Usually, autocorrelation can be seen in the data as a trend. If the trend makes sense - as in you would expect it from the process - then often it is better ignored and the data taken as is. One thing I found from the original data that was interesting, there seems to be an upward trend throughout the time period (see attached trend chart.) The trend, however, is dwarfed by the within-day variation. Also, there is some significant variation from day to day. I am not sure if what you are seeing is process variation, operator variation or "raw material" variation. Hard to say from a distance. But understanding the origin of the variation - which would require tracking operators, raw material lots (maybe even raw material variation, such as density) and adjustments to understand the variation - would be the first order of business in sorting out what is going on.
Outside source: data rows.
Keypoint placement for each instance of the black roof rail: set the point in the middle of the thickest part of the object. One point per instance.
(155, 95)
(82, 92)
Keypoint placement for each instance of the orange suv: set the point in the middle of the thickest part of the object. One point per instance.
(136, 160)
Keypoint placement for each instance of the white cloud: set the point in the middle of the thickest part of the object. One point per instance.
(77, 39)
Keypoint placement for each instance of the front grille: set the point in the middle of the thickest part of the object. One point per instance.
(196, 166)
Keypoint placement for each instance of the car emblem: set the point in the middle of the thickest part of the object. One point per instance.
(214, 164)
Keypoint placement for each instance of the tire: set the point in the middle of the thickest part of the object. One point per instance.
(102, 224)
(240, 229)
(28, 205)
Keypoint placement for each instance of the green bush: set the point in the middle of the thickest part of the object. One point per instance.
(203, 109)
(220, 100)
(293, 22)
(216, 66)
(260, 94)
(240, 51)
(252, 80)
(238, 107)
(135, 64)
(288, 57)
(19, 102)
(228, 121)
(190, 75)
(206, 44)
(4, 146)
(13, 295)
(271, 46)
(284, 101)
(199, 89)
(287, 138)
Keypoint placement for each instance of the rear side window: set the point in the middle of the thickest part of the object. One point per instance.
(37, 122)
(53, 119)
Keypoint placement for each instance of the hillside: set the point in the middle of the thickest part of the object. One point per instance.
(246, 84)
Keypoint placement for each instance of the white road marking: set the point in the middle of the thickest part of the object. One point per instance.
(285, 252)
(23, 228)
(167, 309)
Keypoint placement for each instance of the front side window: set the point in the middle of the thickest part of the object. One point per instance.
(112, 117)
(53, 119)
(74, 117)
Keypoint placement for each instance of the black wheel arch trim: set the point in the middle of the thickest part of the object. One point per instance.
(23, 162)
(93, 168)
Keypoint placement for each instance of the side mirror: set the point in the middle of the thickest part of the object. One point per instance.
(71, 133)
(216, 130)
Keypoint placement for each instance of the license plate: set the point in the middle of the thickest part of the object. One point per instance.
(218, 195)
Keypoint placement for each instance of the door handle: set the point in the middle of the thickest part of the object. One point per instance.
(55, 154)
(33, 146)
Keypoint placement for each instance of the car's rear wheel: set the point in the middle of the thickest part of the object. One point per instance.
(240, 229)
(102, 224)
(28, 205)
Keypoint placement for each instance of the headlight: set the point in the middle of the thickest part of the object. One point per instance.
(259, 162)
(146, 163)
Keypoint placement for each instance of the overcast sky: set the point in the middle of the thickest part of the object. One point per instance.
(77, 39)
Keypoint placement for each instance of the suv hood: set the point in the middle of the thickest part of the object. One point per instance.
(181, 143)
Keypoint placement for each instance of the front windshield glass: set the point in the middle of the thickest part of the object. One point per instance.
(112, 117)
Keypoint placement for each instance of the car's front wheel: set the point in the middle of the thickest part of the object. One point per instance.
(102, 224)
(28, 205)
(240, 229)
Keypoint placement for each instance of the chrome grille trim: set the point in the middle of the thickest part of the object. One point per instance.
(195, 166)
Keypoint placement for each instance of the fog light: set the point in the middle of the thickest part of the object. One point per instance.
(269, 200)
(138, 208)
After sorting out and understanding your process variation, the next question is, does autocorrelation matter? Does it affect the ability of the charting methodology to provide the signals you need to make decisions about the process. If not, I would focus on other issues.

Bev D
10th July 2009, 07:43 AM
I need to ask: why are you concerned about possible autocorrelation? how do you think it affects you?

Bob is correct: autocorrelation typically appears as a predictable pattern: that's a good thing. it tells you something about how your process is behaving. Is the pattern one that creates out of tolerance parts? if so you now have a great clue as to how to fix it. If it's just creating an "out of control" condition but it is predictable, acceptable product and explainable - you can just ignore that particular OOC condition.

remember the goal of control charts or any other analysis is not ot create some statistical condition that is theoreticallly 'perfect' but rather it is to understand adn improve our processes...Physics precedes statistics

troelsi
10th July 2009, 08:26 AM
Thanks for the input.
I am currently investigating whether the temperature on the meat-lots primarily are causing the variation. If that is the case autocorrelation won't matter as it is explainable and part of the process.